Rafael Torres
La eutanasia de Noelia
No hay enemigo pequeño y no es prudente minimizar a un rival porque puede dar la sorpresa e infringirte derrotas que marcan para toda la vida como muy bien sabe el Real Madrid que fue víctima del llamado “alcorconazo”, el correctivo que lo sumió en el ridículo en enero de 2010 cuando el conjunto del Alcorcón –entonces en Segunda B- ganó a todo un Real Madrid plagado de estrella por un bochornoso 4-0 en la eliminatoria correspondiente a la Copa del Rey de aquel año. A estas horas, y sin abandonar idéntico ámbito regional, el modesto río Manzanares del que se han mofado hasta la saciedad desde los clásicos hasta los autores más actuales – el cáustico Quevedo lo definió como “aprendiz de río” en un divertido verso, y un embajador alemán dos siglos después dijo de él que era el mejor de Europa porque era navegable en coche y a caballo- se ha convertido en un cauce feroz y desbocado que amenaza con rebosar su diminuto cauce y comerse vivos los puentes barrocos, neoclásicos y románticos que jalonan su cauce.

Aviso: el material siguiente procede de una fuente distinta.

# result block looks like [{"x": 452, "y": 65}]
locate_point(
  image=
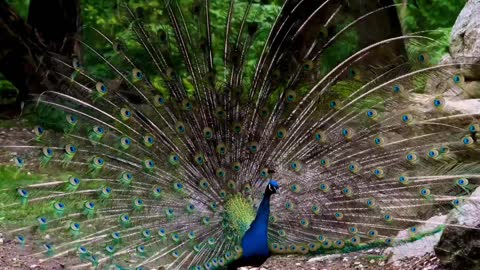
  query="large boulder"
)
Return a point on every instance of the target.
[{"x": 459, "y": 245}]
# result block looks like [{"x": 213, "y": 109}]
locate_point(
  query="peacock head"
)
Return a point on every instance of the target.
[{"x": 272, "y": 187}]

El enemigo pequeño al que nunca se puede deslegitimar porque existen posibilidades, por muy remotas que sean, de que ponga los brazos en jarras y estropee el festejo como le pasó al gigante Goliat con el rey David, no solo lo representa a estas alturas el río Manzanares y algunos otros cauces menores de su entorno que discurren como culebras por las estepas manchegas y que nunca se cabrean hasta que la mordacidad popular acaba por conseguir que pierdan la paciencia, sino que se refleja en estampas de la vida real como la que persigue a estas horas al presidente del Gobierno quien, en su enfermizo engreimiento, nunca ha calculado que sucumbiría sepultado por el peso de su propio ego hasta que ha venido a visitarlo el río Manzanares y la Sociedad Deportiva Alcorcón a medias, para recordarle que ha llegado la hora de reconocer la lamentable situación a la que le ha conducido su prepotencia y es un sujeto obligado a enmendarse a sí mismo con situaciones tan vergonzosas como la carencia de presupuestos que en su momento le valió para abanderar la destitución de Rajoy y al que hoy el VAR de la actividad parlamentaria lo retrata en fuera de juego obligado a reconocer que volverá a prolongar los viejos, porque se ha propuesto aguantar aunque sea humillado y mintiendo. Calcular no es lo suyo. Asumir sus errores, mucho menos.